How the calculate the variation of this functional?

Question

given $L=\int\frac{1}{2}|\nabla\phi|^2dx$I now wanna to calculate : $\delta L(\phi)=\frac{1}{2}\int\delta\{\nabla(\phi\nabla\phi)-\phi\nabla^2\phi\}dx $ $=\int\frac{-1}{2}\delta(\phi\nabla^2\phi) dx$, and $\delta(\phi\nabla^2\phi)=\phi\nabla^2(\delta \phi)+(\nabla^2\phi)(\delta\phi)$. I wonder what is the next process?

Answer 1

Let $\varphi_s$ be a one-parameter family of functions.
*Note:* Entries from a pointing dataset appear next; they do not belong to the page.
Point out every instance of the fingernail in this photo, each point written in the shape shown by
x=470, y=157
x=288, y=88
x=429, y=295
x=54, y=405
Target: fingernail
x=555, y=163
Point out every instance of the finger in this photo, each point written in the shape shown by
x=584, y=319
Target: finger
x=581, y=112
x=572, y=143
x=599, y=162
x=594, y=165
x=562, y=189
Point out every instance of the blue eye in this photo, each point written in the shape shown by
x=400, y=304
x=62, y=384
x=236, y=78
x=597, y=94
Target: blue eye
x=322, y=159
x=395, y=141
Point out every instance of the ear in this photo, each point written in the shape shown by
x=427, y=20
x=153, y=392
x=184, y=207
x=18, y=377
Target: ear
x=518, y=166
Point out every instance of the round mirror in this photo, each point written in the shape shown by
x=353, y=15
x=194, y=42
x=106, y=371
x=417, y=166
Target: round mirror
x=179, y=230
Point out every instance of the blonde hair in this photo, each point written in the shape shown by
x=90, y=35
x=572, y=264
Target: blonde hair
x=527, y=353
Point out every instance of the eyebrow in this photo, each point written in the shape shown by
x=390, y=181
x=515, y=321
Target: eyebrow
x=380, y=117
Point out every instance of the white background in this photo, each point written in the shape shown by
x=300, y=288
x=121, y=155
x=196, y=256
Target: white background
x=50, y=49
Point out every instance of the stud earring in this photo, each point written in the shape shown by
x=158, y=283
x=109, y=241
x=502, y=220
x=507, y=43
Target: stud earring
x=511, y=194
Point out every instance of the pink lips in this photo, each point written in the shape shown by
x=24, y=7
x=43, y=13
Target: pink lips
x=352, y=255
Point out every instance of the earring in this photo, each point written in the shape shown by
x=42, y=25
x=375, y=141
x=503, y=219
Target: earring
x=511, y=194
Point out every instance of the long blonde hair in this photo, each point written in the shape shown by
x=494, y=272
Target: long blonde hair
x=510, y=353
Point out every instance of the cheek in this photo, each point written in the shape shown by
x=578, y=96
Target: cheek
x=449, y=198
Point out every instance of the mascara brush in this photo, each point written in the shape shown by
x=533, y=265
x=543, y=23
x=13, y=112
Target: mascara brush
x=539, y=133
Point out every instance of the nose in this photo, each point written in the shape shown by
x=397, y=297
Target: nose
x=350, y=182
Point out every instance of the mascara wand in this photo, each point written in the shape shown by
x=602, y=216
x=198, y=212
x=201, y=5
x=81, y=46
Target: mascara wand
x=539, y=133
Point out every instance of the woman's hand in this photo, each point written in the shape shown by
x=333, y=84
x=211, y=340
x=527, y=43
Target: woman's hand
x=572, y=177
Then $$\frac{1}{2}\frac{d}{ds}|\nabla\varphi_s|^2=\langle\nabla\varphi_s,\nabla\dot{\varphi}_s\rangle=\operatorname{div}\big(\dot{\varphi}_s\nabla\varphi_s\big)-\dot{\varphi}_s\Delta\varphi_s.$$ So if $\varphi_s$ are defined on, say, a Riemannian manifold $M$ with boundary $\partial M$, then $$\frac{1}{2}\frac{d}{ds}\int_M |\nabla\varphi_s|^2\,d\mu_g=\int_{\partial M}\dot{\varphi}_s\frac{\partial\varphi_s}{\partial\nu}\,d\mu_{\partial M}-\int_M\dot{\varphi}_s\Delta\varphi_s\,d\mu_g.$$ This is the first variation formula. You can read off that the Euler-Lagrange equation is $\Delta\varphi=0$.